Man denies Orkney waiter murder

Shamsuddin Mahmood
Shamsuddin Mahmood died in Orkney in 1994

The brother of a waiter shot dead in an Orkney restaurant in 1994 has told a court he could think of "no reason" why anyone would want to murder him.

Michael Ross, 29, denies murdering 26-year-old Shamsuddin Mahmood at the Mumutaz restaurant in Kirkwall.

Abul Shafuddin told the first day of the trial at the High Court in Glasgow he had "no idea" why anyone would kill his brother.

Mr Ross, of Inverness, was 15 at the time of the waiter's death.

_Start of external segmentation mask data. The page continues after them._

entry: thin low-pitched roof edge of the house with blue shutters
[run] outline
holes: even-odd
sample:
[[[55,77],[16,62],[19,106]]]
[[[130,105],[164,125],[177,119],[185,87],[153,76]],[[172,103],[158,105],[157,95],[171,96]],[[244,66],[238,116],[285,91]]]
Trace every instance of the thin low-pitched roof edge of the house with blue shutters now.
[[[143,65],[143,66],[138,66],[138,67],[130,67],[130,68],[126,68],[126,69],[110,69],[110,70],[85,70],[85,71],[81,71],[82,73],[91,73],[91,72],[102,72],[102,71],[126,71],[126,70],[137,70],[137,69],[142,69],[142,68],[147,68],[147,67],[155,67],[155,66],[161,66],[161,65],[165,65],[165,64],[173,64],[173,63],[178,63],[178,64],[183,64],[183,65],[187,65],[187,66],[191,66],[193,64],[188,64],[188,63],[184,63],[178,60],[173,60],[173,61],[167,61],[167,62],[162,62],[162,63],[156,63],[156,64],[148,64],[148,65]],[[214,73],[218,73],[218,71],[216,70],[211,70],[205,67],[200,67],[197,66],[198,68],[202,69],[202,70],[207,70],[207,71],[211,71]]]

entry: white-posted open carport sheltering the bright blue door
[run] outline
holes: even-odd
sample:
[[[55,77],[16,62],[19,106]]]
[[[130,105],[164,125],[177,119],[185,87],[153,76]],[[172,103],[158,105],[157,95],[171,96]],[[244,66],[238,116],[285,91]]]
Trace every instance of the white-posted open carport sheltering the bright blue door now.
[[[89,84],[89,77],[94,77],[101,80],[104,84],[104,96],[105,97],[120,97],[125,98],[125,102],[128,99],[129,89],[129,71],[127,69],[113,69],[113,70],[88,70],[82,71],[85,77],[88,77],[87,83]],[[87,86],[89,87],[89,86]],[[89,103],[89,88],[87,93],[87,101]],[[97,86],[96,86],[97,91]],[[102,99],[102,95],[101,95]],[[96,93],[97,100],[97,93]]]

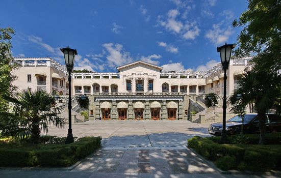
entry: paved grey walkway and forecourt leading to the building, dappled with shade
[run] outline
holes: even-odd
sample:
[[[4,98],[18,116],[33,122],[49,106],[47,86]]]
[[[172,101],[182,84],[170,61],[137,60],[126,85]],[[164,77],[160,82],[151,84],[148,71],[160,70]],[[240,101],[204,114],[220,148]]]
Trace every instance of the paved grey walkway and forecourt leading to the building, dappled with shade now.
[[[210,136],[208,126],[188,121],[90,121],[74,124],[74,136],[102,136],[103,147],[71,171],[7,169],[0,170],[0,177],[242,176],[221,175],[186,147],[188,138]],[[66,136],[67,128],[51,127],[48,134]]]

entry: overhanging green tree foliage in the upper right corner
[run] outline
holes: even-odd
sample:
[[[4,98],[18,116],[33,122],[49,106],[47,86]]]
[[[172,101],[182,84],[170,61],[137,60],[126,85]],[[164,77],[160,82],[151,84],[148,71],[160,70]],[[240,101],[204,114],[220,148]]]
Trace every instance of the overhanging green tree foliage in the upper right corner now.
[[[281,69],[280,0],[248,0],[248,9],[233,26],[243,27],[234,50],[236,56],[252,55],[252,70]]]

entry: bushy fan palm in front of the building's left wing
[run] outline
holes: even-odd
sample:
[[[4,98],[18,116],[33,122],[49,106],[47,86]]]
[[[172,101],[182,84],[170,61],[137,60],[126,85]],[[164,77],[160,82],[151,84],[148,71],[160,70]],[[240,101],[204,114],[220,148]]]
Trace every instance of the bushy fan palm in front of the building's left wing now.
[[[23,90],[17,95],[9,94],[4,99],[10,104],[0,110],[0,130],[2,136],[13,136],[17,139],[31,138],[33,143],[39,143],[40,133],[48,132],[48,124],[62,128],[64,118],[58,114],[53,94],[45,90],[30,92]]]

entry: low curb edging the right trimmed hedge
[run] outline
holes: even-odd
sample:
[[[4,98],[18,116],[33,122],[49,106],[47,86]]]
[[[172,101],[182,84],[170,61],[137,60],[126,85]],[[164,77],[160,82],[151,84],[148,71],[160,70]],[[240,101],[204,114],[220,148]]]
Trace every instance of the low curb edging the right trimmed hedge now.
[[[221,170],[218,168],[213,162],[203,158],[201,155],[197,154],[193,149],[187,147],[190,151],[192,151],[196,156],[200,159],[206,161],[208,164],[212,166],[213,169],[217,170],[221,174],[244,174],[244,175],[281,175],[281,171],[267,171],[267,172],[251,172],[251,171],[239,171],[239,170]]]

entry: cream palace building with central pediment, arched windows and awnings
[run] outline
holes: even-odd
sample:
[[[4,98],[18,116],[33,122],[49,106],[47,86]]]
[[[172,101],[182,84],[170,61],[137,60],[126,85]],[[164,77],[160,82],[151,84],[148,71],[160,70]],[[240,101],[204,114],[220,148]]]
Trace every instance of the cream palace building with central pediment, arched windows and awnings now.
[[[18,90],[45,89],[68,95],[68,73],[49,57],[15,57],[13,71]],[[237,87],[249,57],[230,61],[226,94]],[[118,73],[72,73],[72,95],[90,98],[89,118],[103,120],[187,120],[191,111],[208,114],[205,94],[223,94],[219,63],[208,72],[162,72],[162,67],[143,61],[117,67]]]

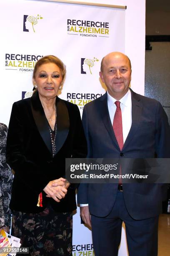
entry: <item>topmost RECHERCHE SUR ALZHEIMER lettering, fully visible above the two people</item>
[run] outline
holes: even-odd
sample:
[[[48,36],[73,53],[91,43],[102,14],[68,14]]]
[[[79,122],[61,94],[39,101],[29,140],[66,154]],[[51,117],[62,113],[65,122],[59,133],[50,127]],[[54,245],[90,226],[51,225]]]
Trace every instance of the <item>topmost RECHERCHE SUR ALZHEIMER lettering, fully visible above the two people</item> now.
[[[67,19],[67,34],[109,37],[109,22]]]

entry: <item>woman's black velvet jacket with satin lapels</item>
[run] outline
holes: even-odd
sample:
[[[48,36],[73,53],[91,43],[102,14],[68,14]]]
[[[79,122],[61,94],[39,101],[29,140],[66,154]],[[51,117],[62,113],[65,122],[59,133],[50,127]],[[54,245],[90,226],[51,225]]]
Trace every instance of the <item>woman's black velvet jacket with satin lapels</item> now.
[[[15,171],[10,209],[40,212],[50,202],[58,212],[75,210],[75,187],[71,184],[60,202],[43,192],[48,182],[65,177],[65,158],[85,157],[87,143],[76,105],[56,98],[56,154],[52,157],[50,130],[39,95],[13,104],[7,134],[6,158]],[[42,205],[37,207],[42,192]]]

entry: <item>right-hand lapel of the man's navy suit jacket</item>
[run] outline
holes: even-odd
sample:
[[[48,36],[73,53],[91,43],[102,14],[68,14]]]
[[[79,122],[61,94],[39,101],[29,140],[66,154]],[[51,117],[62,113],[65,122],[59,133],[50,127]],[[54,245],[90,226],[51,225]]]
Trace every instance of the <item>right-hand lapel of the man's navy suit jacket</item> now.
[[[142,108],[143,108],[143,104],[142,104],[138,94],[133,92],[133,90],[131,90],[131,89],[130,89],[130,91],[131,91],[131,98],[132,98],[132,125],[131,125],[130,131],[128,133],[128,136],[126,138],[126,141],[123,145],[122,151],[128,146],[128,144],[132,140],[134,134],[136,133],[136,130],[137,130],[139,122],[140,122]]]

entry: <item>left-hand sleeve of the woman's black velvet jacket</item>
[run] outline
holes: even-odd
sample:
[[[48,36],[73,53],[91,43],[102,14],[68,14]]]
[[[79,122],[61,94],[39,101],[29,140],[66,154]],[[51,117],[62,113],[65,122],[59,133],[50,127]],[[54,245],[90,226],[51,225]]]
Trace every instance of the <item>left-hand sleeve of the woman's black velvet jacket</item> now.
[[[25,156],[23,123],[23,113],[21,113],[20,107],[15,102],[7,133],[6,160],[14,170],[15,176],[26,187],[30,187],[33,191],[40,193],[47,185],[48,179],[42,174],[40,166],[28,160],[27,156]]]

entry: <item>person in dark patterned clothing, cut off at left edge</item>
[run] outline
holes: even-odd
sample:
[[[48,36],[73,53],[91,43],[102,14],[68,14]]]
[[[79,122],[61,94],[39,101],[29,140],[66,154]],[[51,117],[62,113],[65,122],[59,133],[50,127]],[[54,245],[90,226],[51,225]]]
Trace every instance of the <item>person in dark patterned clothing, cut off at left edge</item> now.
[[[9,204],[13,174],[5,159],[6,140],[7,126],[0,123],[0,229],[9,233],[11,223]]]

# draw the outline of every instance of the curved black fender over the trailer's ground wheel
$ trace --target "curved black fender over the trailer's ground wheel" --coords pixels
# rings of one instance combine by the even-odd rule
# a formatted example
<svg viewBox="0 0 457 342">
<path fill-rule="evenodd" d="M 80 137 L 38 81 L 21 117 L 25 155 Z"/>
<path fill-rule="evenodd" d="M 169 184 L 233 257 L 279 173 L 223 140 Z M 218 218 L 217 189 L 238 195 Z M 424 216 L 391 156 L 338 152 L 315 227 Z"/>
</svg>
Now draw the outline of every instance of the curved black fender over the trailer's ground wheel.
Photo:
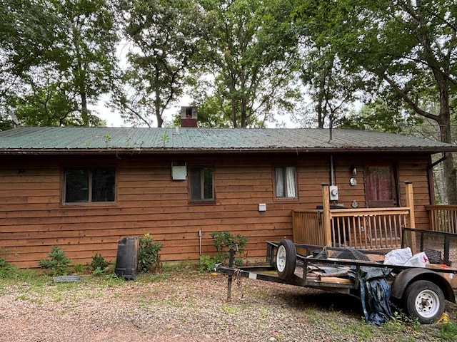
<svg viewBox="0 0 457 342">
<path fill-rule="evenodd" d="M 436 271 L 431 271 L 430 269 L 405 269 L 400 272 L 392 283 L 391 296 L 396 299 L 401 299 L 403 294 L 409 284 L 413 281 L 418 280 L 428 280 L 439 286 L 441 291 L 443 291 L 444 297 L 446 300 L 456 303 L 456 296 L 454 295 L 451 284 L 443 278 Z"/>
</svg>

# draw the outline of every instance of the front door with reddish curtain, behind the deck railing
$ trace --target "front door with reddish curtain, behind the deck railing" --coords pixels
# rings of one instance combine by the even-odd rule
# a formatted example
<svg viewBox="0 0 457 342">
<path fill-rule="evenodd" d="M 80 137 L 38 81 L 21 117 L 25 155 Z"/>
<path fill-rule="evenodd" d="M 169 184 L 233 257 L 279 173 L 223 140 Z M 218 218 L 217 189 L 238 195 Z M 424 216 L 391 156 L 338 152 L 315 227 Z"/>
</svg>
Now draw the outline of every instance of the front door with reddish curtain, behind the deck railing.
<svg viewBox="0 0 457 342">
<path fill-rule="evenodd" d="M 366 165 L 364 173 L 367 207 L 398 207 L 393 164 Z"/>
</svg>

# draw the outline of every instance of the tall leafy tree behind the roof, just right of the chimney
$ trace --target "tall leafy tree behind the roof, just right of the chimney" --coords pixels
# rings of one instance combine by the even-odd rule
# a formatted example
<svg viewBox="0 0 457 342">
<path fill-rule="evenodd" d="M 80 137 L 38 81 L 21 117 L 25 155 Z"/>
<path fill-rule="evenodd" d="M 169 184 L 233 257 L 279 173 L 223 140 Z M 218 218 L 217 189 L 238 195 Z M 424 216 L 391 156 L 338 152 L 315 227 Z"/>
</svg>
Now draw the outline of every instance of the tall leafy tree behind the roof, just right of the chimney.
<svg viewBox="0 0 457 342">
<path fill-rule="evenodd" d="M 203 77 L 213 83 L 207 95 L 219 101 L 221 115 L 244 128 L 290 109 L 299 95 L 292 83 L 298 66 L 291 7 L 262 0 L 206 0 L 201 6 L 215 20 Z"/>
</svg>

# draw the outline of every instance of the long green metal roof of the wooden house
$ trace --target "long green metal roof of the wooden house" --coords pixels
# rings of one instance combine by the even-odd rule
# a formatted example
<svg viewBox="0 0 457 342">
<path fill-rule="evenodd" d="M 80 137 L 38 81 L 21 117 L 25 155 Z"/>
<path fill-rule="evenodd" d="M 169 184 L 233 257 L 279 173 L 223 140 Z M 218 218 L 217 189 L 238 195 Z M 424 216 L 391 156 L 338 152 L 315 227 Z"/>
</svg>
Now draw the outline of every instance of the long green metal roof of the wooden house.
<svg viewBox="0 0 457 342">
<path fill-rule="evenodd" d="M 368 130 L 20 127 L 0 132 L 0 153 L 220 151 L 457 151 L 456 145 Z"/>
</svg>

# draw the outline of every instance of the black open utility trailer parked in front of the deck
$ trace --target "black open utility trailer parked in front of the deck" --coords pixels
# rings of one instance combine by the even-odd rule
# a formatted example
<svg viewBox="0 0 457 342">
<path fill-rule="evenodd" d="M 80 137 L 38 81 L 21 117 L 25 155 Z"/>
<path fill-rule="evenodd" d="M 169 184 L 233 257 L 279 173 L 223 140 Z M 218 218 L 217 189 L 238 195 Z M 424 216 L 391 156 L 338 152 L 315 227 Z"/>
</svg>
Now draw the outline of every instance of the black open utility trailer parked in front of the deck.
<svg viewBox="0 0 457 342">
<path fill-rule="evenodd" d="M 296 251 L 302 252 L 298 254 Z M 335 254 L 347 252 L 346 248 L 322 247 L 307 244 L 294 244 L 291 240 L 267 242 L 267 266 L 216 266 L 219 274 L 229 276 L 228 298 L 231 295 L 233 276 L 249 279 L 273 281 L 276 283 L 304 286 L 313 289 L 351 294 L 359 299 L 366 298 L 361 293 L 361 283 L 366 271 L 375 270 L 388 274 L 386 280 L 391 286 L 391 300 L 398 302 L 410 316 L 416 316 L 421 323 L 433 323 L 441 318 L 445 301 L 456 304 L 456 297 L 449 279 L 457 274 L 457 269 L 447 265 L 434 268 L 396 266 L 383 264 L 382 253 L 358 251 L 369 260 L 356 260 L 326 257 L 322 252 Z M 233 249 L 231 249 L 233 257 Z M 231 258 L 232 259 L 232 258 Z M 327 273 L 328 268 L 341 271 Z M 345 271 L 347 271 L 345 273 Z M 351 277 L 347 276 L 351 272 Z M 362 302 L 362 300 L 361 300 Z M 363 307 L 364 304 L 361 303 Z"/>
</svg>

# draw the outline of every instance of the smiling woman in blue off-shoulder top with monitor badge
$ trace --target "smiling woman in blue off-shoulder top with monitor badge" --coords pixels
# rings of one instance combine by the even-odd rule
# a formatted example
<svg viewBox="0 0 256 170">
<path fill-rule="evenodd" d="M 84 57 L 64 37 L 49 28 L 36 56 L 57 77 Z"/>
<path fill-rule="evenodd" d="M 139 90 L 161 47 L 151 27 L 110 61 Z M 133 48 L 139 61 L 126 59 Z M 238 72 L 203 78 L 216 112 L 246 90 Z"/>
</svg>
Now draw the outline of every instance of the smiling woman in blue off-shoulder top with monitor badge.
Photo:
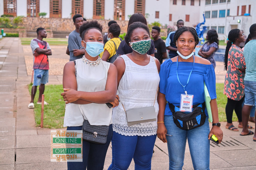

He is also accused of attempting to defeat the ends of justice by changing his clothing and disposing of the weapon.

Mr Ross is further charged with, while acting with others whose identities are unknown, committing a breach of the peace outside the Indian restaurant by shouting, swearing, uttering threats of violence and racist abuse.

'Easy virtue'

The offence was allegedly committed between 3 May and 24 May, 1994.

Mr Ross is also accused of committing a breach of the peace on 19 May that year in Papdale Woods, Kirkwall.

He denies all charges and has lodged a special defence of alibi claiming he was nowhere near the Indian restaurant or Kirkwall town centre, but was cycling in another part of Orkney.

Under cross-examination by Donald Findlay QC, for Mr Ross, Mr Shafuddin admitted telling police at the time that his brother had a girlfriend in Orkney, who was a local girl.

Mr Shafuddin had thought that this girl was someone of "easy virtue".

The killing of Mr Mahmood, originally from Bangladesh, was the first murder in Orkney for 25 years. It sparked one of Northern Constabulary's largest ever investigations.

The trial, which could last several weeks, continues.